Não cabe neste espaço aventar alternativas
em curso. Ater-nos-emos ao que é possível fazer intrassistemicamente,
já que não há como sair dele proximamente. Assistimos ao fato de que a
América Latina e o Brasil, na divisão internacional do trabalho, são
condenados a exportar minérios e commodities, bens naturais como
alimentos, grãos e carnes. Para fazer frente a este tipo de imposição,
deveríamos seguir passos já sugeridos por vários analistas,
especialmente por um grande amigo do Brasil, François Houtart, no seu
recente livro com outros colaboradores: Un paradigma poscapitalista:el Bien Común de la Humanidad (Panamá, 2012).
Em primeiro lugar, dentro
do sistema, lutar por normas ecológicas e regulações internacionais que
cuidem o mais possível dos bens e serviços naturais importados de
nossos países; que tratem de sua utilização de forma socialmente
responsável e ecologicamente correta.
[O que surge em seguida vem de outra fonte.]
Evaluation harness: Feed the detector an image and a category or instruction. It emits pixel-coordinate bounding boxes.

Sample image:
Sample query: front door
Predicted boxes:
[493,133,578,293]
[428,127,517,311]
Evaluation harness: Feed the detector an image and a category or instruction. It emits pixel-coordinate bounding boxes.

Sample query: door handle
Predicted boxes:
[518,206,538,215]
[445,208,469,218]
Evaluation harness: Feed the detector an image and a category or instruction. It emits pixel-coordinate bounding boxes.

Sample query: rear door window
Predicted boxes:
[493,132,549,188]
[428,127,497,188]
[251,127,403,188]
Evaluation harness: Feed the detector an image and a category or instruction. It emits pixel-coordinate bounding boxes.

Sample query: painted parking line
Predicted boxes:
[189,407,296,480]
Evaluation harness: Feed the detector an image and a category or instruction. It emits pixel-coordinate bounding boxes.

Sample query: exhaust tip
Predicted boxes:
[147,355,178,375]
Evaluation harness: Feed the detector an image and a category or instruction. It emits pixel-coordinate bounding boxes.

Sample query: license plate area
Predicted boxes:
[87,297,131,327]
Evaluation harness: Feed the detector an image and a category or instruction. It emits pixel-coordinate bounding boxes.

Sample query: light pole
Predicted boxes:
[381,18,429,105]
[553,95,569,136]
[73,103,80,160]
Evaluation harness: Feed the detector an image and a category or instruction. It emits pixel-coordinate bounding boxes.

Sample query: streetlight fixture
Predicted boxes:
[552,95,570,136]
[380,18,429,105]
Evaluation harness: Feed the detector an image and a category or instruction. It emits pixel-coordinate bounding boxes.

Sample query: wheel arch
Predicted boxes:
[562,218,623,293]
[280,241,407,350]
A soja é para alimentar
primeiramente gente e só depois animais.
Em segundo lugar, cuidar
de nossa autonomia, recusando o neocolonialismo dos países do Centro
que nos mantém, com outrora, na Periferia, subalternos, agregados e
meros supridores do que lhes falta em bens naturais. Antes, devemos
cuidar de incorporar tecnologias que deem valor agregado aos nossos
produtos, criemos inovações tecnológicas e orientemos a economia,
primeiro para o mercado interno, depois para o externo;
Em terceiro lugar, exigir
dos países importadores que poluam o menos possível em seus ambientes e
que contribuam financeiramente para o cuidado e a regeneração ecológica
dos ecossistemas de onde importam os bens naturais, especialmente da
Região Amazônica e do Cerrado.
Trata-se de reformas e não ainda de
revoluções. Mas ajudam a criar as bases para propor um outro paradigma
que não seja o prolongamento do atual.
*Leonardo Boff, teólogo e filósofo, é dr.h.causa em política pela Universidade de Turim.